Look at who they have funded.
No one wants to tell a startup no, and VCs will almost always take the meeting, but who they have funded is where they put their money.
Especially if you are an under-represented founder, if the VC has no track record of funding people like you, spare your time.
How do venture funds weigh a startup team’s passion for what it does compared to its ability to execute, and why?
The ability to execute is a learned skill, and usually, passion is the thing that makes you willing to get radically uncomfortable enough to learn it.
You need both.
Scaling a company is an endurance run, not a sprint.
How do venture funds weigh a startup's short-term profitability, and why?
We are not typical in that we value short-term profitability more than most firms.
Having options makes you more fundable, and the world of VC is notoriously biased and fickle.
We encourage our founders to have as many options as possible to grow the company
Positive traction doesn't always mean making tons of money.

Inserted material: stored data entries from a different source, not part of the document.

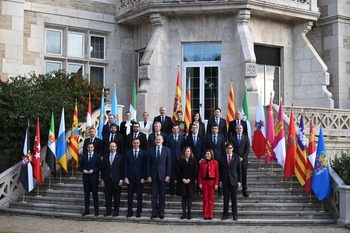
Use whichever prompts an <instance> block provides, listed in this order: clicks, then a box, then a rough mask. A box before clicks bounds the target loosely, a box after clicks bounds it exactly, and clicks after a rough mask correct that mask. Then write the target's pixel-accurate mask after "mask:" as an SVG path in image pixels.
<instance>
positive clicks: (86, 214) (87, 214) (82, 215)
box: [81, 210, 90, 216]
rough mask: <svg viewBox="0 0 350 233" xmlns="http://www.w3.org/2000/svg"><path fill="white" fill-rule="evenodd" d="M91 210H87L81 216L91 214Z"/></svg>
mask: <svg viewBox="0 0 350 233" xmlns="http://www.w3.org/2000/svg"><path fill="white" fill-rule="evenodd" d="M89 214H90V213H89V211H87V210H85V211H84V212H83V213H81V216H86V215H89Z"/></svg>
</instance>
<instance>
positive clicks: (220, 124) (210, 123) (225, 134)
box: [207, 117, 227, 142]
mask: <svg viewBox="0 0 350 233" xmlns="http://www.w3.org/2000/svg"><path fill="white" fill-rule="evenodd" d="M214 123H215V118H214V117H213V118H210V119H209V120H208V124H207V135H209V134H211V125H212V124H214ZM219 134H221V135H222V136H223V137H224V141H225V142H226V138H227V126H226V120H225V119H224V118H222V117H220V124H219Z"/></svg>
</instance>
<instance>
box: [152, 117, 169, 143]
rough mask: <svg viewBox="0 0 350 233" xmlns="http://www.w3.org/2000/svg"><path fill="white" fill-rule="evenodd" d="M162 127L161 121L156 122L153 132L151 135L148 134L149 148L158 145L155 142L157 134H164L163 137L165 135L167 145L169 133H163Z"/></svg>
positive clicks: (165, 138)
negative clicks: (160, 123)
mask: <svg viewBox="0 0 350 233" xmlns="http://www.w3.org/2000/svg"><path fill="white" fill-rule="evenodd" d="M161 129H162V125H161V124H160V122H154V123H153V133H151V134H150V135H149V136H148V143H147V144H148V146H147V148H151V147H154V146H156V143H155V141H156V136H157V135H162V137H163V140H164V141H163V146H165V144H166V138H167V136H168V135H167V134H165V133H163V132H162V131H161Z"/></svg>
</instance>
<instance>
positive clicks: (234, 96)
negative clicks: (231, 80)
mask: <svg viewBox="0 0 350 233" xmlns="http://www.w3.org/2000/svg"><path fill="white" fill-rule="evenodd" d="M227 102H228V106H227V117H226V127H227V128H228V126H229V125H230V122H231V121H233V119H235V112H236V109H235V94H234V92H233V86H232V82H231V83H230V93H229V96H228V101H227Z"/></svg>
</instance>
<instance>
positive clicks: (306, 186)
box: [305, 120, 316, 193]
mask: <svg viewBox="0 0 350 233" xmlns="http://www.w3.org/2000/svg"><path fill="white" fill-rule="evenodd" d="M307 149H308V159H307V163H306V181H305V192H307V193H308V192H311V183H312V174H313V173H314V166H315V160H316V147H315V134H314V126H313V124H312V120H311V121H310V135H309V146H308V148H307Z"/></svg>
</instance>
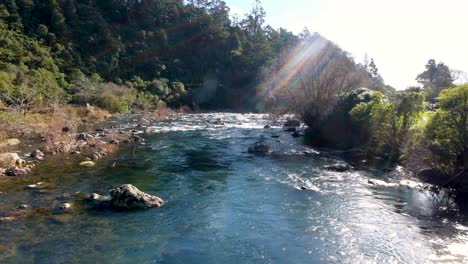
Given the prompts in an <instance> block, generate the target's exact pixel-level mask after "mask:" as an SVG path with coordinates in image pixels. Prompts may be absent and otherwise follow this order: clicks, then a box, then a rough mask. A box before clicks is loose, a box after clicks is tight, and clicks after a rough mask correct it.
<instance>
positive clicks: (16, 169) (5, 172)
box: [5, 166, 30, 176]
mask: <svg viewBox="0 0 468 264" xmlns="http://www.w3.org/2000/svg"><path fill="white" fill-rule="evenodd" d="M29 171H30V170H29V169H28V168H18V167H16V166H13V167H10V168H8V169H6V171H5V175H7V176H25V175H26V174H28V173H29Z"/></svg>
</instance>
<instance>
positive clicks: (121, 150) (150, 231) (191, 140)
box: [0, 113, 468, 263]
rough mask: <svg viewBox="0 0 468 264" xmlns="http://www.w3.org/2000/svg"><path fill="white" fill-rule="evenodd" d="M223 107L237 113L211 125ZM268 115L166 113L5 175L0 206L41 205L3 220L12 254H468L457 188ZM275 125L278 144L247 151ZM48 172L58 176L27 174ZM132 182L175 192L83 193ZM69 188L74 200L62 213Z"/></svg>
mask: <svg viewBox="0 0 468 264" xmlns="http://www.w3.org/2000/svg"><path fill="white" fill-rule="evenodd" d="M217 118H221V119H222V120H223V121H224V122H225V125H220V126H216V125H212V124H209V121H211V120H216V119H217ZM116 122H119V121H116ZM266 124H272V122H271V120H270V119H268V118H267V116H266V115H256V114H244V115H242V114H226V113H213V114H193V115H181V116H178V117H176V118H175V119H174V120H172V121H171V122H168V121H165V122H163V121H161V122H158V123H155V124H152V125H153V126H152V127H151V129H149V130H154V133H149V134H144V138H145V139H146V143H145V144H144V145H138V146H136V145H135V146H126V147H122V148H121V149H120V150H119V151H118V153H117V154H116V155H113V156H111V157H108V158H107V159H103V160H100V161H98V163H97V166H95V167H92V168H84V167H78V166H77V165H76V164H77V163H78V161H77V160H76V158H74V157H68V156H63V155H57V156H54V157H51V158H49V159H48V160H47V161H44V162H42V163H40V164H39V165H38V167H37V169H36V170H35V172H34V173H33V174H31V175H30V176H28V177H26V178H19V179H15V180H14V181H11V182H8V184H6V185H3V186H0V191H1V194H0V213H1V212H5V211H7V210H10V209H12V208H15V207H17V206H19V205H21V204H27V205H29V207H30V208H29V209H28V210H32V211H33V212H34V214H32V216H31V217H26V218H22V219H20V220H18V221H12V222H2V223H0V234H1V236H0V262H1V263H431V262H443V263H452V262H453V263H459V262H468V212H467V211H466V210H463V209H460V208H459V207H458V206H457V205H456V204H455V203H454V202H453V201H452V200H451V199H449V198H448V197H446V195H444V194H443V193H439V194H436V193H433V192H431V191H427V190H424V189H423V188H422V184H420V183H419V182H417V181H416V180H414V179H411V178H410V177H409V176H408V175H406V174H405V173H404V171H403V170H402V168H398V167H397V168H396V169H395V170H393V171H391V172H388V171H385V170H378V169H370V168H369V169H366V170H352V171H348V172H333V171H328V170H324V169H323V166H324V165H328V164H333V163H336V162H337V161H340V157H339V156H333V155H322V153H319V152H320V150H312V149H309V148H307V147H305V146H304V144H303V143H302V141H301V138H293V137H292V136H291V135H289V134H288V133H286V132H284V131H282V128H281V126H280V125H279V123H278V124H273V126H272V128H271V129H264V128H263V127H264V125H266ZM114 125H118V123H115V124H114ZM141 129H143V130H144V129H145V128H141ZM273 134H276V135H278V136H279V138H273V137H271V135H273ZM262 137H263V139H264V140H266V142H268V143H269V144H271V145H272V146H273V153H271V154H269V155H263V156H259V155H252V154H249V153H247V149H248V146H249V145H251V144H252V143H254V142H256V141H258V140H259V139H260V138H262ZM304 150H308V151H309V153H314V151H318V152H317V153H316V155H304V154H303V152H304ZM36 182H44V183H45V186H46V187H45V188H43V189H40V190H37V189H36V190H31V189H28V188H26V187H25V186H27V185H28V184H32V183H36ZM124 183H131V184H133V185H135V186H137V187H138V188H139V189H141V190H142V191H145V192H148V193H150V194H155V195H158V196H160V197H161V198H163V199H164V200H165V201H166V205H165V206H164V207H162V208H156V209H150V210H144V211H131V212H115V211H112V210H107V209H96V208H91V207H89V206H88V205H87V204H86V203H84V202H83V201H82V200H83V197H84V194H87V193H92V192H97V193H101V194H106V193H107V192H108V190H109V189H111V188H114V187H117V186H119V185H120V184H124ZM301 187H305V189H306V190H301ZM64 193H69V194H71V195H72V204H73V207H72V211H71V213H66V214H57V213H56V212H55V211H54V209H53V208H54V207H55V206H57V205H58V204H60V203H61V200H60V198H57V197H59V196H61V195H63V194H64Z"/></svg>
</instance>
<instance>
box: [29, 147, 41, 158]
mask: <svg viewBox="0 0 468 264" xmlns="http://www.w3.org/2000/svg"><path fill="white" fill-rule="evenodd" d="M29 156H30V157H31V158H33V159H36V160H43V159H44V153H43V152H42V151H40V150H38V149H36V150H35V151H33V152H31V154H30V155H29Z"/></svg>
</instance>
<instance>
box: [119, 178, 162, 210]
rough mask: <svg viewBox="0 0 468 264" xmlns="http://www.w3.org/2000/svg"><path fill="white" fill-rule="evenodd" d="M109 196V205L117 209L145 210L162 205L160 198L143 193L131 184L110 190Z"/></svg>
mask: <svg viewBox="0 0 468 264" xmlns="http://www.w3.org/2000/svg"><path fill="white" fill-rule="evenodd" d="M110 196H111V201H110V205H111V206H112V207H114V208H117V209H147V208H152V207H161V206H163V205H164V201H163V200H162V199H161V198H159V197H157V196H154V195H150V194H147V193H144V192H142V191H140V190H138V188H136V187H135V186H133V185H131V184H124V185H121V186H120V187H118V188H115V189H112V190H111V191H110Z"/></svg>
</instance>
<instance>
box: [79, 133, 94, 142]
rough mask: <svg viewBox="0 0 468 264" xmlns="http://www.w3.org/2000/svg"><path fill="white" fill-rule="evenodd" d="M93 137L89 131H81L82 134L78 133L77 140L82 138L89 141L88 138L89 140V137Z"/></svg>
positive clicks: (82, 139) (91, 137)
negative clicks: (88, 133) (87, 131)
mask: <svg viewBox="0 0 468 264" xmlns="http://www.w3.org/2000/svg"><path fill="white" fill-rule="evenodd" d="M91 138H93V136H92V135H90V134H87V133H80V134H78V135H77V136H76V140H77V141H80V140H82V141H87V140H89V139H91Z"/></svg>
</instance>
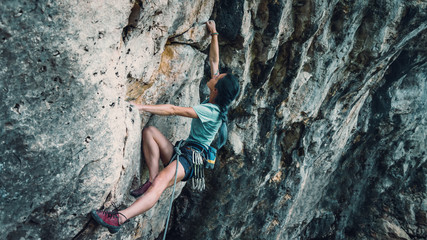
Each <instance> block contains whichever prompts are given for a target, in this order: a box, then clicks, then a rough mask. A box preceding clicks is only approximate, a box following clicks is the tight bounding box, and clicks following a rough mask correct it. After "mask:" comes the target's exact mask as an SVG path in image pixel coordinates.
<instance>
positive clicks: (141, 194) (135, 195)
mask: <svg viewBox="0 0 427 240" xmlns="http://www.w3.org/2000/svg"><path fill="white" fill-rule="evenodd" d="M130 195H131V196H132V197H134V198H139V197H141V196H142V195H144V193H143V194H134V193H132V192H131V193H130Z"/></svg>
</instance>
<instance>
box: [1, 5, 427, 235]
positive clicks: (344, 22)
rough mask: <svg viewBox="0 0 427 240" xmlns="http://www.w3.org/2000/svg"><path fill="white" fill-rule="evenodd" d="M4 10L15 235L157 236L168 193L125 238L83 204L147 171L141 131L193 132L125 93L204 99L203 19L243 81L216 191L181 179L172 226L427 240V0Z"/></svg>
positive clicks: (145, 215)
mask: <svg viewBox="0 0 427 240" xmlns="http://www.w3.org/2000/svg"><path fill="white" fill-rule="evenodd" d="M0 9H1V13H0V41H1V43H2V45H1V47H0V55H1V58H0V66H1V72H0V79H1V80H0V92H1V94H0V98H1V102H2V104H1V105H0V108H1V109H0V116H1V118H0V121H1V122H0V133H1V134H0V143H1V145H0V146H1V147H0V158H1V162H0V181H1V182H0V183H1V184H0V197H1V198H0V199H1V201H0V210H1V213H2V214H1V215H0V223H1V225H2V228H1V230H0V231H1V232H0V234H1V235H2V236H4V237H5V238H6V239H22V238H23V239H73V238H74V239H112V238H120V239H155V238H157V237H158V235H159V233H161V232H162V231H163V230H164V229H163V228H164V223H165V219H166V214H167V205H168V203H169V202H168V201H169V197H170V191H166V192H165V193H164V194H163V195H162V197H161V199H160V201H159V202H158V204H157V205H156V206H155V207H154V208H153V209H152V210H150V211H148V212H147V213H145V214H143V215H141V216H139V217H137V218H135V219H134V220H132V221H131V222H130V223H128V224H126V225H125V227H124V229H122V230H121V231H120V232H119V233H118V234H116V235H110V234H109V233H108V232H107V231H106V230H105V229H102V228H100V227H99V226H98V225H96V224H95V223H94V222H93V220H91V218H90V216H89V211H90V210H91V209H95V208H108V209H112V208H113V207H112V204H113V203H114V204H115V205H117V206H118V207H120V208H122V207H125V206H127V205H129V204H130V203H131V202H132V201H133V199H132V197H130V196H129V195H128V190H129V189H130V188H131V185H137V184H138V183H139V182H140V181H141V180H145V178H146V176H147V171H146V168H145V166H144V165H141V164H140V159H141V150H140V141H141V134H140V133H141V128H142V127H143V126H145V125H147V124H149V125H155V126H156V127H158V128H159V129H161V130H162V131H163V132H164V133H165V135H166V136H167V137H169V138H170V139H171V140H172V141H176V140H178V139H181V138H185V137H186V136H187V134H188V131H189V120H186V119H182V118H178V117H169V118H165V117H153V116H151V115H149V114H138V113H137V112H136V111H135V110H134V109H132V108H131V107H130V106H129V104H128V103H127V102H126V100H134V101H137V102H140V103H146V104H155V103H173V104H178V105H182V106H191V105H194V104H196V103H197V102H198V101H199V100H200V96H199V91H198V88H199V85H200V82H201V81H202V82H204V81H205V80H206V78H207V77H208V75H209V74H208V67H207V65H206V58H207V55H206V54H207V49H206V48H207V46H208V44H209V36H208V35H206V29H205V27H204V25H203V23H204V22H206V21H207V20H208V19H209V18H211V19H214V20H215V21H216V22H217V26H218V31H219V32H220V55H221V68H222V69H225V68H228V69H231V70H233V71H234V73H236V74H237V75H239V76H240V82H241V86H242V91H241V94H240V96H239V98H238V100H237V101H236V102H235V104H234V106H233V107H234V109H233V110H232V111H231V112H230V116H229V117H230V120H231V123H230V126H229V129H230V134H229V143H228V144H227V146H226V147H225V148H223V149H221V151H220V152H219V156H218V163H217V166H216V168H215V170H213V171H210V172H207V175H208V189H207V191H205V192H203V193H201V194H199V193H193V192H191V190H189V188H187V187H184V184H180V185H179V187H178V192H179V193H180V192H181V189H183V190H182V193H181V195H180V196H179V197H178V199H177V200H176V201H175V208H174V211H173V222H172V224H171V226H170V230H171V231H170V232H169V237H170V239H422V238H423V237H424V236H425V235H426V232H425V226H426V218H427V217H426V212H427V209H426V207H425V206H426V204H425V201H426V200H425V199H426V195H425V192H426V186H425V185H426V184H425V183H426V178H425V176H426V172H425V171H426V170H425V162H426V157H425V149H426V138H425V135H426V134H425V133H426V132H427V131H426V123H425V119H426V112H427V111H426V110H427V109H426V105H425V102H426V99H427V94H426V93H427V90H426V72H427V65H426V55H427V54H426V49H427V46H426V45H427V39H426V37H425V36H426V31H427V30H426V28H427V15H426V12H427V4H426V3H425V2H423V1H417V0H410V1H405V0H397V1H385V0H370V1H362V0H356V1H344V0H341V1H338V0H333V1H320V0H301V1H284V0H282V1H267V0H257V1H255V0H254V1H243V0H235V1H225V0H220V1H213V0H212V1H200V0H189V1H179V0H170V1H166V0H161V1H144V0H142V1H141V0H137V1H122V2H117V1H111V0H103V1H91V2H87V1H77V2H76V1H50V0H42V1H24V2H16V1H3V2H2V4H1V6H0ZM202 85H203V84H202ZM200 93H201V95H202V96H204V94H205V92H204V90H203V88H202V89H201V91H200ZM141 178H142V179H141ZM183 187H184V188H183Z"/></svg>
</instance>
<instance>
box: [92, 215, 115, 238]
mask: <svg viewBox="0 0 427 240" xmlns="http://www.w3.org/2000/svg"><path fill="white" fill-rule="evenodd" d="M91 213H92V217H93V219H95V221H96V222H97V223H99V224H101V226H103V227H106V228H107V229H108V231H109V232H110V233H116V232H118V231H119V230H120V226H119V227H116V226H112V225H110V224H108V223H106V222H104V220H102V218H100V217H99V216H98V214H96V210H92V212H91Z"/></svg>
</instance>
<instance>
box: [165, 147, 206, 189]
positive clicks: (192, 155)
mask: <svg viewBox="0 0 427 240" xmlns="http://www.w3.org/2000/svg"><path fill="white" fill-rule="evenodd" d="M180 150H181V153H182V155H181V156H179V162H180V163H181V165H182V167H183V168H184V171H185V176H184V178H183V179H182V181H188V180H190V179H191V177H193V151H197V152H201V153H202V158H203V159H205V157H206V156H205V151H204V150H203V149H201V148H200V147H199V146H196V145H193V144H191V143H190V144H186V145H185V146H183V147H181V148H180ZM173 155H175V150H174V152H173ZM175 160H176V159H174V160H173V161H175ZM168 165H169V164H168ZM166 166H167V165H166ZM166 166H165V167H166Z"/></svg>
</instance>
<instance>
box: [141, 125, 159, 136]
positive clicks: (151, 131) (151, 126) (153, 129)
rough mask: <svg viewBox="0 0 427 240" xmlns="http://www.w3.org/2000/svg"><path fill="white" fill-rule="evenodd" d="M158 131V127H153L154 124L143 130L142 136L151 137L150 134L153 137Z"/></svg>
mask: <svg viewBox="0 0 427 240" xmlns="http://www.w3.org/2000/svg"><path fill="white" fill-rule="evenodd" d="M156 131H159V130H158V129H157V128H156V127H153V126H148V127H145V128H144V129H143V130H142V136H143V137H149V136H151V137H152V136H153V135H154V134H155V132H156Z"/></svg>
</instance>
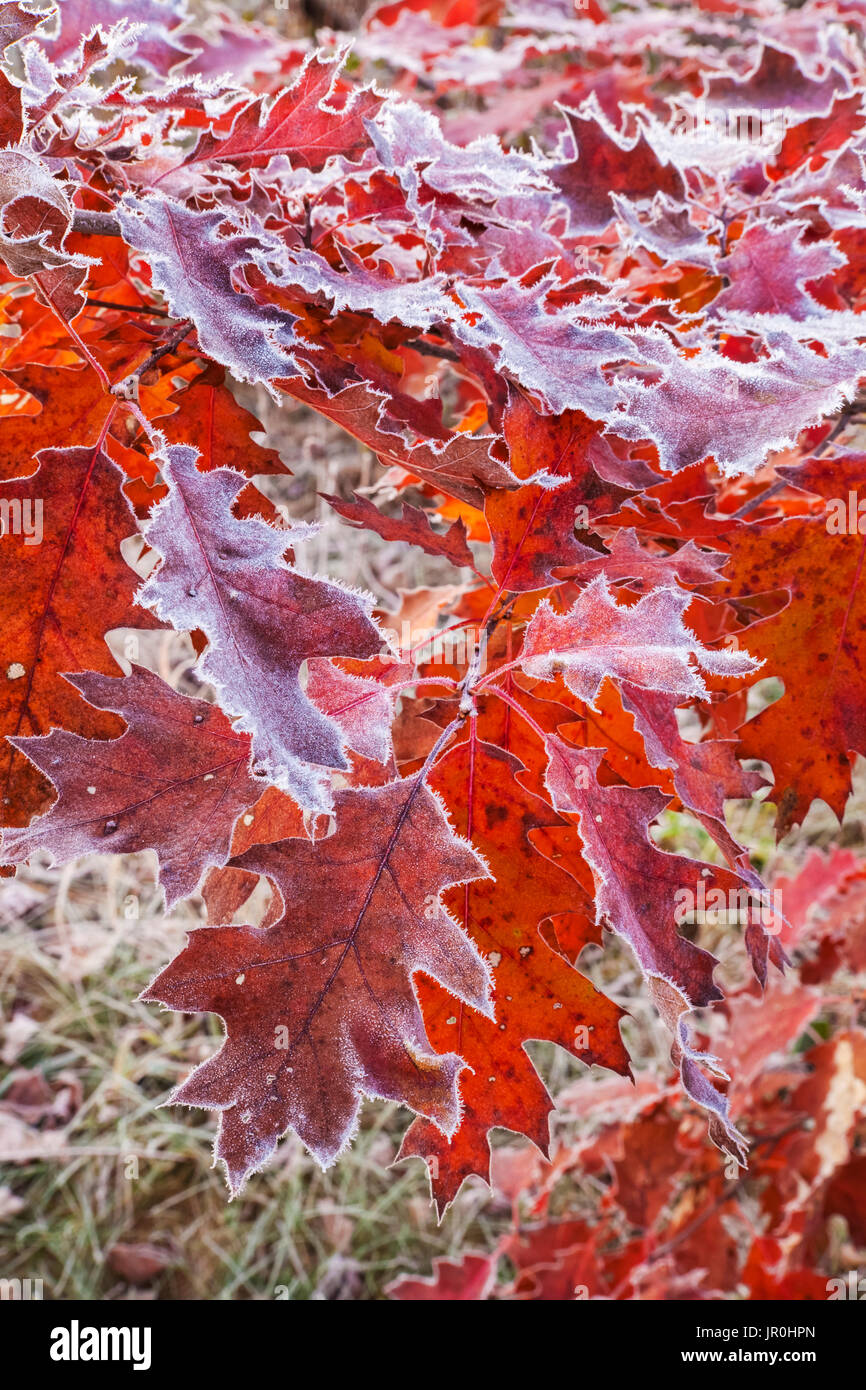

What types of positive traction do venture funds look for when considering investing in a startup and why?
Any proof of an idea thriving in the real world is positive traction.
This can be many people sharing your product, completing a tough regulatory hurdle, adoption by a name brand, or recruiting a knowledgeable hire; every step in the right direction starts to prove your idea can grow.
Some funds need specific traction to invest at a particular stage, it could be several customers or revenue, but as soon as you can iterate with customers, you’re generally better off to show multiple types of traction faster.
Other
Is there anything else you would like to share?
Mendoza Ventures was started with the idea that a woman and a Latino could change the face of venture capital and make a difference. We believe that VC has the potential, when invested responsibly, to create a wealth class in our country that looks like the population of our country. Roughly 80% of our portfolio is invested in the minority, female and immigrant founders. It’s important to note that diversity also makes money! According to a landmark McKinsey study in May of 2020, diverse teams outperform.